Photograph of the Hoge Funeral Home building at 8024 Santa Fe Drive, in the 1930s. Originally built as a home for the Charles Pincomb family, the building became the site of Hoge Funeral Home in 1932. The business operated in this location until 1965 when the house was razed and a new funeral home building constructed to the south. The two story building is pictured with stucco siding and a Spanish tile roof, and the fender of a car is visible parked on Santa Fe Drive.
Photograph of George W. Jensen's house and dairy farm in Prairie Village, Kansas, circa 1940. The Tudor-style house, located at 2821 West 75th Street, is pictured with a barn and other outbuildings, along with a parked truck, located to the west. A dusting of snow covers the lawn and bushes, and trees are bare of leaves. Most of the Jensen property was later sold off to the J.C. Nichols Company for residential development.

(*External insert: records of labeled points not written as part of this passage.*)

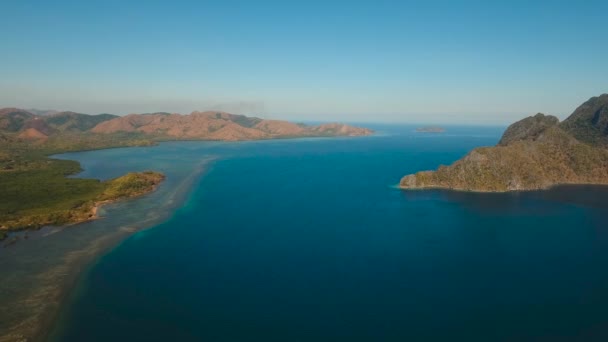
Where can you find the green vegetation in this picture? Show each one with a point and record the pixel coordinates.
(534, 153)
(35, 191)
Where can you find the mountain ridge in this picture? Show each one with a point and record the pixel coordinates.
(534, 153)
(198, 125)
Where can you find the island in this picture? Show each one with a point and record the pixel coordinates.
(430, 129)
(537, 152)
(36, 192)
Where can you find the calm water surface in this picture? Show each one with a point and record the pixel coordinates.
(307, 240)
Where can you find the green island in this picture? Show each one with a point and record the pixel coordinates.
(35, 190)
(537, 152)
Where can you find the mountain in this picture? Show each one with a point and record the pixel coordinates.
(210, 125)
(589, 122)
(13, 119)
(32, 126)
(42, 112)
(534, 153)
(220, 126)
(75, 122)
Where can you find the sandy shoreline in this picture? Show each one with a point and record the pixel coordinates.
(31, 314)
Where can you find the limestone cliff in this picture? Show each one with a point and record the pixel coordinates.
(534, 153)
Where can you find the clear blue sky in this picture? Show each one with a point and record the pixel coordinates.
(397, 61)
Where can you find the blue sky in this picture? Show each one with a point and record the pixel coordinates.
(485, 62)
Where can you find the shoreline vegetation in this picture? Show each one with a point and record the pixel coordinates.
(36, 192)
(535, 153)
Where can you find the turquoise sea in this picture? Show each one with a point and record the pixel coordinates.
(309, 240)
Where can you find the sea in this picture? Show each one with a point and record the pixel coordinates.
(311, 240)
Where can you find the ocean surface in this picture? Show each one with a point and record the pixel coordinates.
(309, 240)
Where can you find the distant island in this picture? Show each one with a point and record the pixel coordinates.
(535, 153)
(35, 191)
(430, 129)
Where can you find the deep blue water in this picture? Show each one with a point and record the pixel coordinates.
(307, 240)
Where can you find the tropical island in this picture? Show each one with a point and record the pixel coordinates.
(35, 191)
(430, 129)
(537, 152)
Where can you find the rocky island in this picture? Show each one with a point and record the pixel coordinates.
(535, 153)
(430, 129)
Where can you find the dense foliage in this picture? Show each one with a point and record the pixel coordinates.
(34, 190)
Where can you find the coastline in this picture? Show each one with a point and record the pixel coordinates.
(444, 188)
(32, 313)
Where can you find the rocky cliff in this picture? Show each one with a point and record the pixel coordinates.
(220, 126)
(210, 125)
(534, 153)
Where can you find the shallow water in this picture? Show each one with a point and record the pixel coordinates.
(307, 240)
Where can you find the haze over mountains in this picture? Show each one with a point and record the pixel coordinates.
(534, 153)
(209, 125)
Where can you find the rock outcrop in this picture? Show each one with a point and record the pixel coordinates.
(535, 153)
(210, 125)
(220, 126)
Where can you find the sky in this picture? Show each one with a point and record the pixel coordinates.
(450, 62)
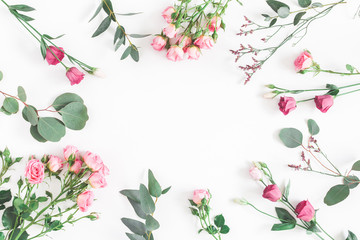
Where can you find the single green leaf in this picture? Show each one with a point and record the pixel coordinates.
(336, 194)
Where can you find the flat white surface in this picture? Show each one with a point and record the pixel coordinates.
(193, 123)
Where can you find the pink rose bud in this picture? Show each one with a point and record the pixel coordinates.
(215, 23)
(166, 14)
(55, 163)
(159, 43)
(35, 171)
(255, 173)
(74, 75)
(324, 102)
(272, 193)
(287, 104)
(76, 167)
(85, 200)
(50, 58)
(305, 211)
(97, 180)
(93, 161)
(304, 61)
(193, 52)
(204, 42)
(175, 53)
(199, 195)
(70, 151)
(170, 31)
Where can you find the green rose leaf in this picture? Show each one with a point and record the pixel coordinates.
(51, 129)
(134, 226)
(336, 194)
(151, 223)
(291, 137)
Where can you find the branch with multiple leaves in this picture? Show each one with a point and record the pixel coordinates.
(69, 106)
(293, 138)
(144, 203)
(49, 50)
(299, 25)
(121, 36)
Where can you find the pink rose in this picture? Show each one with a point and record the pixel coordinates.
(35, 171)
(324, 102)
(255, 173)
(166, 14)
(272, 193)
(76, 167)
(50, 58)
(304, 61)
(215, 24)
(170, 31)
(159, 43)
(199, 195)
(93, 161)
(204, 42)
(70, 151)
(287, 104)
(97, 180)
(175, 53)
(74, 75)
(85, 200)
(55, 163)
(305, 211)
(193, 52)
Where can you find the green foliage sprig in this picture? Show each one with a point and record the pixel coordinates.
(293, 138)
(202, 211)
(121, 36)
(69, 106)
(256, 57)
(144, 202)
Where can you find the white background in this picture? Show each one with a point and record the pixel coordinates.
(193, 123)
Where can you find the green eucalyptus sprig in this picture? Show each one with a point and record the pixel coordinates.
(121, 36)
(202, 211)
(144, 201)
(69, 106)
(293, 138)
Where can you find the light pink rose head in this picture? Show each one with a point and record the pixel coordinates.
(204, 42)
(76, 167)
(175, 53)
(74, 75)
(215, 23)
(170, 31)
(303, 61)
(159, 43)
(166, 14)
(97, 180)
(305, 211)
(93, 161)
(85, 200)
(193, 52)
(70, 151)
(272, 193)
(199, 195)
(50, 58)
(55, 163)
(255, 173)
(287, 104)
(35, 171)
(324, 102)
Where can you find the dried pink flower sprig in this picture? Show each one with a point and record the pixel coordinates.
(77, 175)
(190, 29)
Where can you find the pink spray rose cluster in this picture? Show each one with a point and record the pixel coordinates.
(185, 36)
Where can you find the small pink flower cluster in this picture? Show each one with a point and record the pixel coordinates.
(88, 166)
(179, 44)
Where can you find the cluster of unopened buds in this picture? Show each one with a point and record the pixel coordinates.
(188, 34)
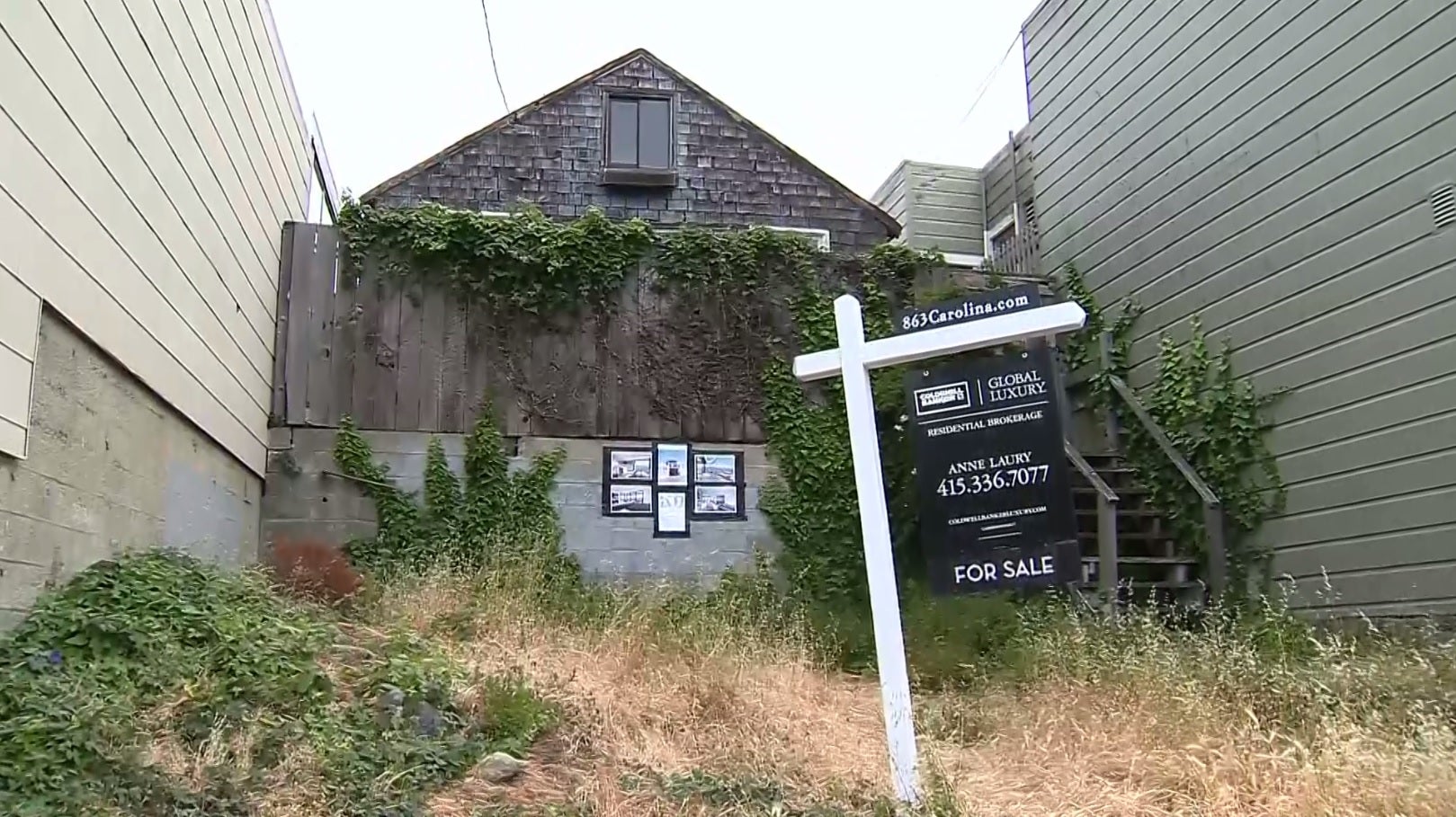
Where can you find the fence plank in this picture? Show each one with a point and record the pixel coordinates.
(279, 413)
(478, 371)
(345, 342)
(319, 408)
(433, 325)
(393, 363)
(366, 368)
(299, 347)
(409, 380)
(386, 363)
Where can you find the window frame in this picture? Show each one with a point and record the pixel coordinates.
(1008, 223)
(637, 173)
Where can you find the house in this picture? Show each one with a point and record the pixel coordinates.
(1288, 173)
(974, 216)
(940, 207)
(638, 138)
(148, 156)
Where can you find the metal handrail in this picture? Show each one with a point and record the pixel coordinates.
(1081, 464)
(1161, 437)
(1213, 519)
(1107, 577)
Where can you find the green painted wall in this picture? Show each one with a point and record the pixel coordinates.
(1272, 166)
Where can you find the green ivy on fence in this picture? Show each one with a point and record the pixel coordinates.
(755, 291)
(494, 513)
(1213, 417)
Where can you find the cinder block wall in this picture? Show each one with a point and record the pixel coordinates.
(111, 467)
(305, 500)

Photograph of a row of houses, one a furnished exhibition house, situated along 69th Street in Prairie Village, Kansas, in September 1941. Cars are parked on the street and visitors to the exhibition house can be seen gathered near the front door and driveway. The exhibition house was built and furnished by J. C. Nichols Companies to showcase similar houses built in the surrounding neighborhood, and was featured in the February 1952 issue of Better Homes and Gardens Magazine. Listed at the time as 2609 West 69th Street, the address later was changed to 4117 West 69th Street.
Aerial view of the home of Mr. and Mrs. Lewis G. Wilson at 67th and Glenwood Streets in Overland Park, Kansas, circa 1935. The Wilson residence, at the center of the image, and a neighboring Tudor-style house to the west face 67th Street, which runs across the lower right of the image. Glenwood Street runs north and south through the lower left of the image. Several other houses, barns, and outbuildings surround the Wilson residence, along with large yards and farmland.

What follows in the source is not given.